The Sherbino building went on to be used as a community center. Local residents gathered there in 1917 to learn that the US had entered WWI. In 1924, many local residents who had come into the region by wagon in the 1870s were invited to the Sherbino to view the movie "The Covered Wagon" which commemorated the adventuresome spirit that lead them here. Since the Sherbino opened, folks have gathered to enjoy Chautauqua-style entertainment such as orchestra performances, melodramas, plays, traveling troupes, and educational events. The building has played host to graduations, public meetings, and was used as a roller rink and (for at least one night) a boxing arena. The exterior had a bit part in the 1968 original movie True Grit that included a false porch built onto the addition on rear of the building. At some point the original interior was split into 2 sections. The section with the original doorway (now Colorado Boy's entrance) served as the post office, a drug store, and the Colorado Yurt Company headquarters. The building interior underwent major renovations in the 1970s, again in the early 1990s, and again in 2018. In August 1991 the Sherbino received designation on the Colorado State Register of Historic Places.

With the support of many local residents, The Ridgway Chautauqua Society (RCS, a Colorado non-profit 501c3) is now an owner and steward of two of Ridgway's remaining historic structures - the remodeled Sherbino at 604 Clinton Street, and The 610 Arts Collective at 610 Clinton Street, next door.

===Water===
Water plays an important part of local Ridgway culture. The town maintains a marina in a northern inlet of the Ridgway Reservoir. During the warm summer months many tourist and locals take advantage of the Ridgway Reservoir, often wakeboarding or enjoying a day at its beach.

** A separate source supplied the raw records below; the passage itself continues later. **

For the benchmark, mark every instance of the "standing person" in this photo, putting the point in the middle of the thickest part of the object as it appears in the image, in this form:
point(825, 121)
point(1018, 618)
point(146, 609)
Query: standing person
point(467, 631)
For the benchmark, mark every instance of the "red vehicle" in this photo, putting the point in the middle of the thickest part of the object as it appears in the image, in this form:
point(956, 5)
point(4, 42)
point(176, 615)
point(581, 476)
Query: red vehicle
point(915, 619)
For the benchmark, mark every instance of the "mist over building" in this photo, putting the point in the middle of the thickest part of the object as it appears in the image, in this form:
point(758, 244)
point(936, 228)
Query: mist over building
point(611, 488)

The town also features Orvis Hot Springs, a clothing-optional, natural-hot-springs resort near Ridgway with an indoor, clothing-required pool.

==Notable people==
- Leslie Chang, journalist
- Charlie Ergen, co-founder and CEO of EchoStar Communications Corporation
- Thomas Friedkin, businessman, Hollywood stunt flyer
- Peter Hessler, non-fiction author, winner of a MacArthur fellowship
- Ralph Lauren, fashion designer and business executive
- PattiSue Plumer - Olympic distance runner and American record holder
- Danny Thompson, race car driver and businessman
- Dennis Weaver, Emmy Award-winning television actor
- Trevor White, Producer

==Transportation==
The closest airport served by scheduled airlines is Montrose Regional Airport, located 28 miles north. Ridgway is part of Colorado's Bustang network. It is on the Durango-Grand Junction Outrider line.

===Major highways===
- U.S. Highway 550 begins 27 miles north of Ridgway, in Montrose. It runs to Bernalillo, New Mexico, near Albuquerque, New Mexico via Durango, Colorado.
- State Highway 62 is a 23.4 mi highway, connecting Ridgway to State Highway 145, near Placerville.